While ginseng is a very safe herb, consumption must be very carefully regulated. When the herb is consumed in excess, people can experience nausea, diarrhea, insomnia, and changes in blood pressure. The adverse effects of ginseng are minor and reversible, though with proper dosage and caution, they are mostly preventable.
Ginseng Dosage for High Blood Pressure
4.5 grams daily.
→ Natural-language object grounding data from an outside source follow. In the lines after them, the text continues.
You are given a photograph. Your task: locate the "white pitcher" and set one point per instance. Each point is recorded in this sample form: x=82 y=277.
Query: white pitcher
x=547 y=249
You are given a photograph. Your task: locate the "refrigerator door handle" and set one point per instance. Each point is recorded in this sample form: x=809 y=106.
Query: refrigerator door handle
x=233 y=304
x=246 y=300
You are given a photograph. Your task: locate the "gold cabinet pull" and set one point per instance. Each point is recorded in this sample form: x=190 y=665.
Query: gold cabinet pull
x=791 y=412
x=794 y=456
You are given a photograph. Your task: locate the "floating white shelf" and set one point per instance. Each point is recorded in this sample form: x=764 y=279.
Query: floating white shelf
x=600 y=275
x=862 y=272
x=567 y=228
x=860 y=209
A study published in The American Journal of Chinese Medicine (1998) monitored daily blood pressure patterns in 26 subjects after eight weeks of taking 4.5 g of red ginseng daily. The study found a significant decrease in systolic blood pressure (point of cardiac contraction) and a small decline in diastolic blood pressure (point of cardiac relaxation).
Ginseng Dosage for Diabetes
100 - 200 mg of ginseng daily. A study published in the journal Diabetes Care (1995) tested 36 non-insulin-dependent-diabetic patients and found that the patients who took 100 - 200 mg of ginseng daily for eight weeks showed reduced fasting blood glucose levels and weight, enhanced mood, and improved psychophysical performance.
Ginseng Dosage for Men
1,000 mg daily. A study published in the Asian Journal of Andrology (2007) reported that, after 12 weeks of treatment with 1,000 mg Korean red ginseng, patients with mild or mild-to-moderate erectile dysfunction showed overall improvement.
Ginseng Dosage for Women
Three grams of red ginseng. A study published in the journal Menopause (2012) reported that, after 12 weeks taking three grams of red ginseng daily, a group of women 45 - 60 years old experienced significant relief from general menopause symptoms and a reduced risk for cardiovascular disease.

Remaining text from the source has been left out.